«En aquel tiempo, Jesús dijo, gritando: “El que cree en mí, no cree en mí, sino en el que me ha enviado. Y el que me ve a mí ve al que me ha enviado. Yo he venido al mundo como luz, y así, el que cree en mí no quedará en tinieblas. Al que oiga mis palabras y no las cumpla yo no lo juzgo, porque no he venido para juzgar al mundo, sino para salvar al mundo. El que me rechaza y no acepta mis palabras tiene quien lo juzgue: la palabra que yo he pronunciado, esa lo juzgará en el último día. Porque yo no he hablado por cuenta mía; el Padre que me envió es quien me ha ordenado lo que he de decir y cómo he de hablar. Y sé que su mandato es vida eterna. Por tanto, lo que yo hablo lo hablo como me ha encargado el Padre”». (Jn 12, 44-50)
Este evangelio de hoy viene a romper todos los esquemas que encorsetan el diseño que quiere Dios para el hombre. Jesucristo fue crucificado porque rompía los esquemas de los fariseos; Él venía a cumplir la ley entregada por Dios a los hombres en el Sinaí, pero había sido interpretada y modificada por el hombre según su capricho. El diseño de Dios sobre el hombre lo podemos encontrar en aquel sermón de la montaña donde Jesús fue desgranando cada una de las cualidades de esta nueva creación.
¡Cuántas veces Jesús nos dice: coge tu camilla y anda! Y nosotros seguimos postrados, porque nos resulta más cómodo vivir en esa situación. Hemos construido nuestra propia Iglesia, tenemos nuestros santos para encontrar cosas, para que nos solucionen los problemas en el matrimonio o con nuestros hijos; buscamos aquel presbítero que nos diga lo que queremos oír; podemos hasta rezar asiduamente y hacer muchas obras piadosas, pero todo esto desde nuestro mensaje personal.
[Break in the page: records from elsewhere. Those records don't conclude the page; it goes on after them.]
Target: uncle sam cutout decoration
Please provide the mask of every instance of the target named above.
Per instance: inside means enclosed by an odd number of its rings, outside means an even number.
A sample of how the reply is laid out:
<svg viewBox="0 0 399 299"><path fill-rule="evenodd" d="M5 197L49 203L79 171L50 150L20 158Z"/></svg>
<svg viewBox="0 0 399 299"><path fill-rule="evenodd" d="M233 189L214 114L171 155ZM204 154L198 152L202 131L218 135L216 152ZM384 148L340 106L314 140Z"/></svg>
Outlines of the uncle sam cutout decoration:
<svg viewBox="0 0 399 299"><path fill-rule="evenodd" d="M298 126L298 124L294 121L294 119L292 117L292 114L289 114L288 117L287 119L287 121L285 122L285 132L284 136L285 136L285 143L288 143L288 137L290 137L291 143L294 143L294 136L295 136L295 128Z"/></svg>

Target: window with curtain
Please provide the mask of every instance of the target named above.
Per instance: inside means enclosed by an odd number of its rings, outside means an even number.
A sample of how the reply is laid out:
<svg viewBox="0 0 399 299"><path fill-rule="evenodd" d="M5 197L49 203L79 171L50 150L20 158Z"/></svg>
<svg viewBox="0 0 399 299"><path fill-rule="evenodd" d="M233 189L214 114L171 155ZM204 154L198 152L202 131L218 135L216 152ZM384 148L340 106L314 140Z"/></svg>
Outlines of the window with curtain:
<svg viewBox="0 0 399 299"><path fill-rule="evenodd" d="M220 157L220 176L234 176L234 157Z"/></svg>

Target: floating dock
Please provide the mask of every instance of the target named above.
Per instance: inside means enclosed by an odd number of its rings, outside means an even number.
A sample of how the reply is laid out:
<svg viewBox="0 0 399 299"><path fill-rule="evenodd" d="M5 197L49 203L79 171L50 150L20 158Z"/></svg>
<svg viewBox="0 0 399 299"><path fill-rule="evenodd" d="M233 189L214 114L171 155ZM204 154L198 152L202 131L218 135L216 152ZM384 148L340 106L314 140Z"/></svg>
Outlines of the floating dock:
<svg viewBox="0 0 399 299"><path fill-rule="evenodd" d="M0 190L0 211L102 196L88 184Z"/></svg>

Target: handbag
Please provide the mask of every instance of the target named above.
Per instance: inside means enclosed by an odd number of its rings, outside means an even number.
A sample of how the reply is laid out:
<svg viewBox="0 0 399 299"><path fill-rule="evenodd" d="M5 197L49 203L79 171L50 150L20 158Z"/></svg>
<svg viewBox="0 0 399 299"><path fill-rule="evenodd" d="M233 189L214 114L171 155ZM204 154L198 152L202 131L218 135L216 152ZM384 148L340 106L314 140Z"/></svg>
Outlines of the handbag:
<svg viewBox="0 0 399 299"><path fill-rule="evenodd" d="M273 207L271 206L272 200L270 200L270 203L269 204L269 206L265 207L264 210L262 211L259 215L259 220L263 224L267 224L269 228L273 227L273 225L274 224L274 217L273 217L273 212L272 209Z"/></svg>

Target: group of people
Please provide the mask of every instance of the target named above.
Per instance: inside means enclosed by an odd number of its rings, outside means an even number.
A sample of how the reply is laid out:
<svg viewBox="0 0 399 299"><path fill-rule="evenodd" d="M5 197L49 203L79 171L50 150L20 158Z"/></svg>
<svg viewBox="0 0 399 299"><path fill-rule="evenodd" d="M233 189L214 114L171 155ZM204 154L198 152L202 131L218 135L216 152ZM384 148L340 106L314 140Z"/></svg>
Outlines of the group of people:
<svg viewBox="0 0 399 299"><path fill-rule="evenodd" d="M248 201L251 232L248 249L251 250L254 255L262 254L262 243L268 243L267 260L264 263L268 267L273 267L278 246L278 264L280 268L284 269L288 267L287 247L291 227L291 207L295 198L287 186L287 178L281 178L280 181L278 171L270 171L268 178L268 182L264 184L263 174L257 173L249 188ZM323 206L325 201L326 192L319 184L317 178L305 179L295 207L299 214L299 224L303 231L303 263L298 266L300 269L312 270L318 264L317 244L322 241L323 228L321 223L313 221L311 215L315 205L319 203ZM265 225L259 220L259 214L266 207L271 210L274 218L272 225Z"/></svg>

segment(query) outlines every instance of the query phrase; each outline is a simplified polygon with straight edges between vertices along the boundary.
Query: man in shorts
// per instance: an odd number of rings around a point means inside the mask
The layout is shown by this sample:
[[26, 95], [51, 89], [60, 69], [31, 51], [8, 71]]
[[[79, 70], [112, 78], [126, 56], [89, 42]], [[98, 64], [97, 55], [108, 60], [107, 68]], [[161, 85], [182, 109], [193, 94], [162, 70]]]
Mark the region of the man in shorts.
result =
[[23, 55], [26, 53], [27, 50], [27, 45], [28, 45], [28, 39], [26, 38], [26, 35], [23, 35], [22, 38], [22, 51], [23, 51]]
De esta forma de presentarnos a la sociedad viene el rechazo a la Iglesia; nos ven a nosotros mismos y nuestros esquemas, pero no ven a Dios. Jesucristo es la imagen de Dios; Él es la Palabra de Dios que se ha hecho como uno de nosotros para darse gratuitamente; no viene a condenar sino a justificar; no viene a destruir sino a edificar. Es una palabra que nos invita a seguir el camino de Francisco de Asís: despojarnos de nosotros mismos, de ese hombre viejo egoísta y burgués, esclavo de sus concupiscencias, de sus ideas, de sus criterios y verdades y dar paso al hombre nuevo que ha sido irradiado por el conocimiento de la gloria de Dios, que está en el rostro de Cristo.
Esta palabra de hoy es una llamada profunda para todos los que nos sentimos llamados a ser Iglesia, es decir, llamados a vivir como Jesús. Si alguno piensa que esto es una utopía no conoce a Dios ni su poder. La Iglesia existe ─después de más de dos mil años─ porque ha sido sostenida en cada generación por gente como tú y como yo, que han mirado el poder de Dios y no su miseria. Pero este poder tiene que ser experimentado personalmente en la propia vida. Ahí tenemos a Pedro: al comienzo siempre está Pedro y su personalidad, su vehemencia, su ego. Después de descubrir su miseria, pero al mismo tiempo la misericordia y amor de Dios, es cuando en él podemos ver a Dios; la donación sin límites hasta dejarse matar. Esa es nuestra misión hoy: parecernos a nuestro Padre del cielo para que cuando nos vean en nuestra familia, en nuestros trabajos o en nuestro vecindario crean que Dios existe.